Flores es una Venecia de madera en medio del lago Petén Itzá, toda ella sobre pilotes y
flotando en medio del lago con casitas de todos los colores imaginables y olores no menos fuertes
que los eructos que se suceden cuando uno se come los mangos más dulzones un poco pasados.

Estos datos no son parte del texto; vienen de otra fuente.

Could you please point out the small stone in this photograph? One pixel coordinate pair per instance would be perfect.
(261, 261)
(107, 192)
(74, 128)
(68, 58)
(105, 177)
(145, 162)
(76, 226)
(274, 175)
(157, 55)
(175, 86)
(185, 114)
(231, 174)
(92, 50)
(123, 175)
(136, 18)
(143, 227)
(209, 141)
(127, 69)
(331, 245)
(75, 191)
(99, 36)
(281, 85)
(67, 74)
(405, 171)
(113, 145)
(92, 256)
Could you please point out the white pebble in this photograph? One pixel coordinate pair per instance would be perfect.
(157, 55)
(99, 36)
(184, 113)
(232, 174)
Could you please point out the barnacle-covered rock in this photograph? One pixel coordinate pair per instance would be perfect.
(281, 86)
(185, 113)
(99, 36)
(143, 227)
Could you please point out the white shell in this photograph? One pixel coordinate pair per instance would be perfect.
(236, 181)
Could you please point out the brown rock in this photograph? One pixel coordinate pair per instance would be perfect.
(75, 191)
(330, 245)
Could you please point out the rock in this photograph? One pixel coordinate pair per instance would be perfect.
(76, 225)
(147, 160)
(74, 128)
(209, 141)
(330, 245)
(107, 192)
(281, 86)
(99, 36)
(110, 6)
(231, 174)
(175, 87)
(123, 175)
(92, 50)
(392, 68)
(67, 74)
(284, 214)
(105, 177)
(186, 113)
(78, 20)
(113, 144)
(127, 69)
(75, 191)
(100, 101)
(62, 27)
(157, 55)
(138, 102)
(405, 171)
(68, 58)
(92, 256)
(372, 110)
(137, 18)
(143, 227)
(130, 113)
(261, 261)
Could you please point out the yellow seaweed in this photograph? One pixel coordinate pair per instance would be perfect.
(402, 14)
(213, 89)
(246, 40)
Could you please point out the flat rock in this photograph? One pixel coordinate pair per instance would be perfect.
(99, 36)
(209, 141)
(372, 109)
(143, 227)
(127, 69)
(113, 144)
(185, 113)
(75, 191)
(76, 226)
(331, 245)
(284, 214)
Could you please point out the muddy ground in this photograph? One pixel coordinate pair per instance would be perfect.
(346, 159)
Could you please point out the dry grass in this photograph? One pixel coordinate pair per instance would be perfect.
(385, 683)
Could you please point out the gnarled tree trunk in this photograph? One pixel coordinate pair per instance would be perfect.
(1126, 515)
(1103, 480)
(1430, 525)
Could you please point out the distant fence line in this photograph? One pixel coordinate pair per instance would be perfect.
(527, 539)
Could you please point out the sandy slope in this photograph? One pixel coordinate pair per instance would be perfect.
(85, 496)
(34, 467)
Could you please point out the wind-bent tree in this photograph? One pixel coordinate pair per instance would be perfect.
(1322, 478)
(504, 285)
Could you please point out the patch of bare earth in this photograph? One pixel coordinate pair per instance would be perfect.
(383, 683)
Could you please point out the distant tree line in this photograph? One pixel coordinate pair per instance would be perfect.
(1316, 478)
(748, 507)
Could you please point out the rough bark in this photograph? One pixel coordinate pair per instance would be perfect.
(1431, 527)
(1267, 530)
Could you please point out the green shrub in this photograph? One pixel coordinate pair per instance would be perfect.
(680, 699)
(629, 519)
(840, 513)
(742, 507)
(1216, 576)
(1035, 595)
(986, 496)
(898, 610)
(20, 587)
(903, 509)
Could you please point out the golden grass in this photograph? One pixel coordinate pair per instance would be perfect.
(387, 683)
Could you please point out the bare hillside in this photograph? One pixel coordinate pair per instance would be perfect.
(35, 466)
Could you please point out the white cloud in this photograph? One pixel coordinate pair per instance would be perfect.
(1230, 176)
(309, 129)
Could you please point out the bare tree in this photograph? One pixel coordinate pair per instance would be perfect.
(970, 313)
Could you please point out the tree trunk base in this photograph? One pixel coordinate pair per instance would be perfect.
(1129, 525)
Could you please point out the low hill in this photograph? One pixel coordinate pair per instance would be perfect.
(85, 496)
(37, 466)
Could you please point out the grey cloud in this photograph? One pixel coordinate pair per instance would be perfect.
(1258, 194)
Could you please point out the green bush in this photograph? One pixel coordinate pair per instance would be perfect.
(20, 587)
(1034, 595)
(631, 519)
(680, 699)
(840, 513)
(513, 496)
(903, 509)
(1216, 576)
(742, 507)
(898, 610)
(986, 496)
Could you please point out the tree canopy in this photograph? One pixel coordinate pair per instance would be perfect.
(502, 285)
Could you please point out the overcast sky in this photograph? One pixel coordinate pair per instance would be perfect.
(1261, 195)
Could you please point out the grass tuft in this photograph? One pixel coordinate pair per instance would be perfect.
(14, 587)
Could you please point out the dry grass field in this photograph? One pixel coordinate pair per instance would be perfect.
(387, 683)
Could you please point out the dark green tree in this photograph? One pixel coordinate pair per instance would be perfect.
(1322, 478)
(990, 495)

Por lo menos eso era lo que decía todo el mundo, aunque Petronio no sabía lo que era Venecia y
por lo tanto no podía decir si Flores era como Venecia o al revés, sólo que era de madera de tantos
colores, eso sí, que parecía que en comparación los arco iris fueran blancos y negros. Le constaba
también que era más grande que Nuevo Amanecer y todos los demás campamentos de colonos
juntos. Aunque más chiquita que Escuintla, la única gran metrópoli urbana que había conocido en
su vida, no habiendo tenido nunca el placer de conocer la ciudad capital de la cual se decían
muchas y muy bellas cosas, además de que todo el mundo sabía que era la ciudad más grande de
toda Centroamérica, que era una región muy pero muy grande del planeta Tierra. La verdad, sí
había pasado por la ciudad capital camino al Petén, pero llegó de noche y se fue muy de
madrugada. Ni tiempo tuvo de ver, pero si no hay con qué, no está uno para darse los lujos de
quedarse guanaqueando por allí.
Así que se conformó con gozar Ciudad Flores por segunda vez en su vida. No sin
dificultades resistió la tentación de gastarse la plata en las cantinas y con las putas gordas, aunque
su ojo clínico no dejó de expresar admiración por alguna que otra que percibió desde el rabillo con
blusas cortas y shorts apretados.
Como llegó muy tarde, tuvo que esperar hasta el día siguiente para ir al correo, pero
resultó que era feriado. Así que un día más tuvo
...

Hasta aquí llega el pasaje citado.